Simone Veil était une immense femme politique. En atteste son entrée au Panthéon, temple où reposent les grands hommes – et femmes – qui ont mérité la reconnaissance nationale depuis 1791. Son héritage est immense : son engagement pour les combats emblématiques de son époque a indéniablement fait avancer la société française.
Parmi les hommages rendus à Madame Veil, on devrait trouver aussi ceux des gériatres. Lors du gouvernement d’Edouard Balladur, Simone Veil fut l’un des rares ministres de la santé à s’intéresser personnellement au développement de la Gériatrie en France et en Europe.
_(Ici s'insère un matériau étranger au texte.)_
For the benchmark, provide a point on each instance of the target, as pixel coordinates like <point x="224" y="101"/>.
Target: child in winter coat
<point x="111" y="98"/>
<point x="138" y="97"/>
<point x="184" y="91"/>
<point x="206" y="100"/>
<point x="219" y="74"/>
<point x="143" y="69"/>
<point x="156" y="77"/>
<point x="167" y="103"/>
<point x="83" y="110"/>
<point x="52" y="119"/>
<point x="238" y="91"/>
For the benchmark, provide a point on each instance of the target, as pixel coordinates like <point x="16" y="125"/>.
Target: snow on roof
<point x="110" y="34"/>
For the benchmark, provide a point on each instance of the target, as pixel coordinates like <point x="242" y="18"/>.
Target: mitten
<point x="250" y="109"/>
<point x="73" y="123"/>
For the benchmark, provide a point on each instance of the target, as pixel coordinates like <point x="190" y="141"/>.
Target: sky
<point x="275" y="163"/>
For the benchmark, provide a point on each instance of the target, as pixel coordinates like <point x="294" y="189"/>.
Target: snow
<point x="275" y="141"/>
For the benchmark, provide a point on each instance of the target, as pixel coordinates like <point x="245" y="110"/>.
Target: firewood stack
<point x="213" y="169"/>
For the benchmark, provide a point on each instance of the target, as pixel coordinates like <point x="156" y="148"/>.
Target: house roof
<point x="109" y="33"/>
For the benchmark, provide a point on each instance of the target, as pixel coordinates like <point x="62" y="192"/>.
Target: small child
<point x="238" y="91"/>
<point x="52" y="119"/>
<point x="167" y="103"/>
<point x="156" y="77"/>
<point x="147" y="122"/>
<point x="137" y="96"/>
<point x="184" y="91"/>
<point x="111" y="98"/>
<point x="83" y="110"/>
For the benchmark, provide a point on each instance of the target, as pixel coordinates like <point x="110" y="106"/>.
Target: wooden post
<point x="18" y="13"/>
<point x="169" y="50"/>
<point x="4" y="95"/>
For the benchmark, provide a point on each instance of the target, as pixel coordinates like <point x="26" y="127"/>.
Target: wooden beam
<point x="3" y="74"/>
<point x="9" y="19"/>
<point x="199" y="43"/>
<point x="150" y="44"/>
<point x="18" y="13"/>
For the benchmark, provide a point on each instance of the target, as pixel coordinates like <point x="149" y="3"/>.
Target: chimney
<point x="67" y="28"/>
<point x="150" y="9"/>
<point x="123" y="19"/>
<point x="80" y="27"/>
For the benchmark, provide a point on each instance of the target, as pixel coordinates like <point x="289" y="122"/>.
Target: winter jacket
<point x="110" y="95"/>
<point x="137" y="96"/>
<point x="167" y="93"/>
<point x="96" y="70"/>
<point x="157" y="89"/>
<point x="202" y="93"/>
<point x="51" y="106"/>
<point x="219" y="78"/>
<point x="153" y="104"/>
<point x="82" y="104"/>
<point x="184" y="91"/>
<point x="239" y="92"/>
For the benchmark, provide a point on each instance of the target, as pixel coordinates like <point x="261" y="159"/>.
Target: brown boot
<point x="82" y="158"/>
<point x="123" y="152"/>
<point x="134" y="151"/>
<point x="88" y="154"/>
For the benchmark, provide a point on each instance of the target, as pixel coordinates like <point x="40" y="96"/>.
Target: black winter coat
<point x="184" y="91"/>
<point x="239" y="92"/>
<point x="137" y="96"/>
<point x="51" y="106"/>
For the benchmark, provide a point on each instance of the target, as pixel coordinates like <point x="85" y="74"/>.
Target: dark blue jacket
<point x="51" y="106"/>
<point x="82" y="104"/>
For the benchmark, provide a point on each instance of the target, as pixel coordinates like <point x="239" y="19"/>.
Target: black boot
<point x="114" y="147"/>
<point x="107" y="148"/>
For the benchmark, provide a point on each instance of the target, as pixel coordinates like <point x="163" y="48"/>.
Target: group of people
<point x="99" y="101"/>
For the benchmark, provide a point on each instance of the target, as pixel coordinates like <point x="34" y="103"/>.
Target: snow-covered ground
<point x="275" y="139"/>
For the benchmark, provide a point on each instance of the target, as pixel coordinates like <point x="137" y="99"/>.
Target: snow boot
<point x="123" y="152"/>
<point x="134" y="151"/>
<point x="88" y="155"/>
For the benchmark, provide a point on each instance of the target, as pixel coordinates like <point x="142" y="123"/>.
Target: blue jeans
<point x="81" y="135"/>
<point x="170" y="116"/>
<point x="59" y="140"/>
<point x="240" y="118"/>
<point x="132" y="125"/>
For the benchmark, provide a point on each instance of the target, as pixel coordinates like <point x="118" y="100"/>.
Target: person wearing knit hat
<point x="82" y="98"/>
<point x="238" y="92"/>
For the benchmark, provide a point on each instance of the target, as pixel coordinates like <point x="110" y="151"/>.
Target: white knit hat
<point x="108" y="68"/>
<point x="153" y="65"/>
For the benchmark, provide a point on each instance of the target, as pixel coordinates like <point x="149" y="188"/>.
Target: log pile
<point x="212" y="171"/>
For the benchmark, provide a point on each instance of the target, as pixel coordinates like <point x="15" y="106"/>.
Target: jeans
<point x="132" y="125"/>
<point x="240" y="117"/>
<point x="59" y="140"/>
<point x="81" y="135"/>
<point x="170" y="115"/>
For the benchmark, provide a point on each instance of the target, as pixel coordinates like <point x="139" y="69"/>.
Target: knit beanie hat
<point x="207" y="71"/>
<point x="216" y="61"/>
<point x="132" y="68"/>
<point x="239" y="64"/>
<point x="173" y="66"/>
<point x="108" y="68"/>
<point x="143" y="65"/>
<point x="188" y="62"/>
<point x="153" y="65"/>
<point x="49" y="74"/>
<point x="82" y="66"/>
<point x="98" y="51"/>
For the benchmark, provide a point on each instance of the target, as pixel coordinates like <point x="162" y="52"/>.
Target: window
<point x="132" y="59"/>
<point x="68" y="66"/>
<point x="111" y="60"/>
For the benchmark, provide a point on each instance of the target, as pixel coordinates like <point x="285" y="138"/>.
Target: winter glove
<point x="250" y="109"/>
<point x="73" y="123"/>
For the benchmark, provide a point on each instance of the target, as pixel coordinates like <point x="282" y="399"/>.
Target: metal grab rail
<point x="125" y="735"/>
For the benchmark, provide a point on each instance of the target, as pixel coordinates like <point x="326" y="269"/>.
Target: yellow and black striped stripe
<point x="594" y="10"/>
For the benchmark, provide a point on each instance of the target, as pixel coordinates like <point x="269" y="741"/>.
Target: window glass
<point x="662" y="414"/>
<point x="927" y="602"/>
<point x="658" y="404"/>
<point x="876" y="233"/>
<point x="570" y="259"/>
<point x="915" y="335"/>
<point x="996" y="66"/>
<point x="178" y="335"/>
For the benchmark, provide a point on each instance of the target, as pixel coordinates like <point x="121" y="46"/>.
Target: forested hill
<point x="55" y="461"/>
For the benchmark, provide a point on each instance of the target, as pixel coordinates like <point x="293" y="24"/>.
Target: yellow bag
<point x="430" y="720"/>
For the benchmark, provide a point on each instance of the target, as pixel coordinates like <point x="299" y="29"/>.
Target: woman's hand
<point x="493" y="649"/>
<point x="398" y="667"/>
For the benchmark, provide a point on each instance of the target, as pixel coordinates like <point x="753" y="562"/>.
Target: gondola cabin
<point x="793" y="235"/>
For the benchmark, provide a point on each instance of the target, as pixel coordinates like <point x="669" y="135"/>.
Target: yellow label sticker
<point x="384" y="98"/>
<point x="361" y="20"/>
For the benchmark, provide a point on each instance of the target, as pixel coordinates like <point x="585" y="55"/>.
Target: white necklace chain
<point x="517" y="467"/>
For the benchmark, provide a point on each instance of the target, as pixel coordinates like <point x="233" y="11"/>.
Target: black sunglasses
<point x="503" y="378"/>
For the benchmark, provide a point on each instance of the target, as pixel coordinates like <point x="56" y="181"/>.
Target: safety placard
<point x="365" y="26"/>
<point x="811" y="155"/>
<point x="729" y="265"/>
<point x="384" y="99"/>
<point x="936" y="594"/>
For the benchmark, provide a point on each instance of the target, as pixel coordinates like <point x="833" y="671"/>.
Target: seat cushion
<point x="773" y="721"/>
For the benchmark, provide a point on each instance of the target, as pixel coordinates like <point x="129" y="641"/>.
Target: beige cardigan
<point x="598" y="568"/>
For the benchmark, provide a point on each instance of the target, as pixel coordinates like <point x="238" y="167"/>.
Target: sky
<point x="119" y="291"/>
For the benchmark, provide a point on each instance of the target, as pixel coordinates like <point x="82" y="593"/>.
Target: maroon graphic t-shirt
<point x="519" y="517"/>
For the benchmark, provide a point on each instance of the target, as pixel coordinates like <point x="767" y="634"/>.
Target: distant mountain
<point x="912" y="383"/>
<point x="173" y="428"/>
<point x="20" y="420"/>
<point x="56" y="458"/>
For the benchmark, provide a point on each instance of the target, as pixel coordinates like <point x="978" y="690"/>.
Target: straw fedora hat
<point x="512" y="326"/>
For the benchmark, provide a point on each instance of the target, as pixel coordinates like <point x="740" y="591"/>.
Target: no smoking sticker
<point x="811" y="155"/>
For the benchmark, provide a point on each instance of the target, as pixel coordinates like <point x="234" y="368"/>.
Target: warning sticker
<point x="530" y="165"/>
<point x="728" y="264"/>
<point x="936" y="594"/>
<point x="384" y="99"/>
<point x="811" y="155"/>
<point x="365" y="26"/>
Parmi ses initiatives, elle organisa un colloque Européen sur la Formation à la Gériatrie en Europe où participèrent tous les pays de l’Europe de l’époque (les « Quinze, plus les deux pays associés). Le document officiel européen résultant fut publié par le Ministère en français et en anglais diffusé par le Ministère notamment à tous ses homologues européens. Ce fut une officialisation de la nécessité d’une formation de tous les médecins à la Gériatrie dans toutes les facultés et de la création d’une spécialité de Gériatrie dans tous les pays européens – dont la France. A l’époque certains pensaient encore que la Gériatrie était une « sensibilité » (sic) et non un corpus de connaissances et d’expérience.
Deux souvenirs personnels témoignent de son intérêt sur le sujet.
Le premier fut à l’occasion d’une réunion sur la gériatrie. Avant d’entrer dans la salle, la Ministre remit ostensiblement dans son sac les notes préparées par son cabinet préférant « dire ce qu’elle pensait » plutôt que lire des textes touts faits. Une fois en salle, elle parla avec son cœur et sa conviction profonde.
Le deuxième souvenir que je garde et qui atteste de son intérêt profond pour notre discipline se déroula lors du Colloque Européen sur la formation. Nous savions son temps de présence limité par un Conseil des Ministres. Le discours du Commissaire Européen qui parlait avant elle n’en finissait pas. Ses pincements de lèvres ainsi que ses coups d’œil inquiets à sa montre ne nous ont pas échappés : gériatres et membres du cabinet échangions quelques signes silencieux. Quand le commissaire s’arrêta quelques secondes pour reprendre son souffle, et soulever la première feuille d’une épaisse liasse de texte, le premier rang se mit à applaudir avec énergie. La salle suivit, comme s’il avait fini son discours. Le Commissaire ne put alors reprendre la parole. Mme Veil eut un grand sourire et eut tout son temps pour dire avec conviction ce qu’elle souhaitait dire et ce qu’elle envisageait de faire. Cette fois les applaudissements furent sincères.
Immortelle pour nous tous gériatres, Simone Veil l’est et le restera.